The possibility of renewed monetary tightening in the euro zone is back on the table as policymakers grapple with shifting inflation dynamics and external shocks to energy markets.

Christine Lagarde, president of the European Central Bank, indicated on Wednesday that interest rates could be raised even if an anticipated surge in inflation proves temporary. Her remarks reflect growing concern within the central bank after it revised its inflation outlook upward, now expecting prices to exceed its 2% target in the near term.

Speaking at the “The ECB and Its Watchers” conference in Frankfurt, Lagarde explained that even a short-lived but significant overshoot in inflation could justify a measured policy response. She cautioned that failing to react at all could undermine public confidence in the ECB’s commitment to price stability, though she stopped short of outlining specific conditions or a timeline for any rate increase.

The euro zone had only recently seen inflation dip below the ECB’s target before rising again to 1.9% in February. However, escalating geopolitical tensions — particularly the conflict involving Iran and the near-total disruption of the Strait of Hormuz — have sharply driven up global oil and gas prices, complicating the inflation outlook across Europe.

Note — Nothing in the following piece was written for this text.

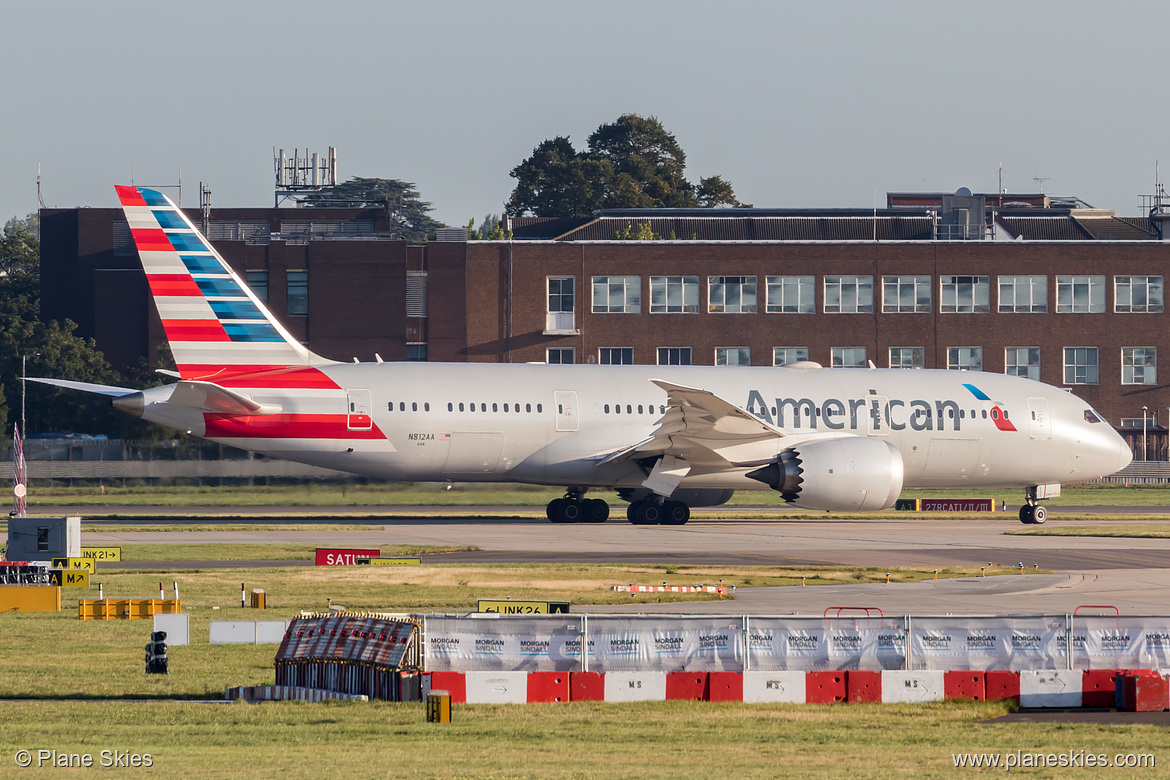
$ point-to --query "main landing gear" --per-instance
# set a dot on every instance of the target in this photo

In its latest projections, released after holding its key deposit rate at 2% last week, the ECB said it now expects headline inflation to average 2.6% in 2026, before easing to 2% in 2027 and 2.1% in 2028 under its baseline scenario. More pessimistic forecasts suggest inflation could climb as high as 4% this year, or even exceed 6% in early 2027 if energy market disruptions worsen significantly.

Lagarde emphasized that any sustained deviation from the ECB’s inflation target would require a proportionate policy response, potentially involving more forceful or prolonged tightening measures.

Meanwhile, the ECB’s chief economist, Philip Lane, highlighted that officials are closely monitoring corporate pricing behavior and wage trends, particularly for new hires, as key indicators of underlying inflation pressures.

Early data suggests the economic impact of the Iran conflict is already being felt. Business confidence has weakened, with private sector activity across manufacturing and services falling to a 10-month low in March, according to preliminary data from S&P Global.

The evolving situation underscores the delicate balancing act facing euro zone policymakers as they navigate between supporting economic growth and containing inflationary risks in an increasingly uncertain global environment.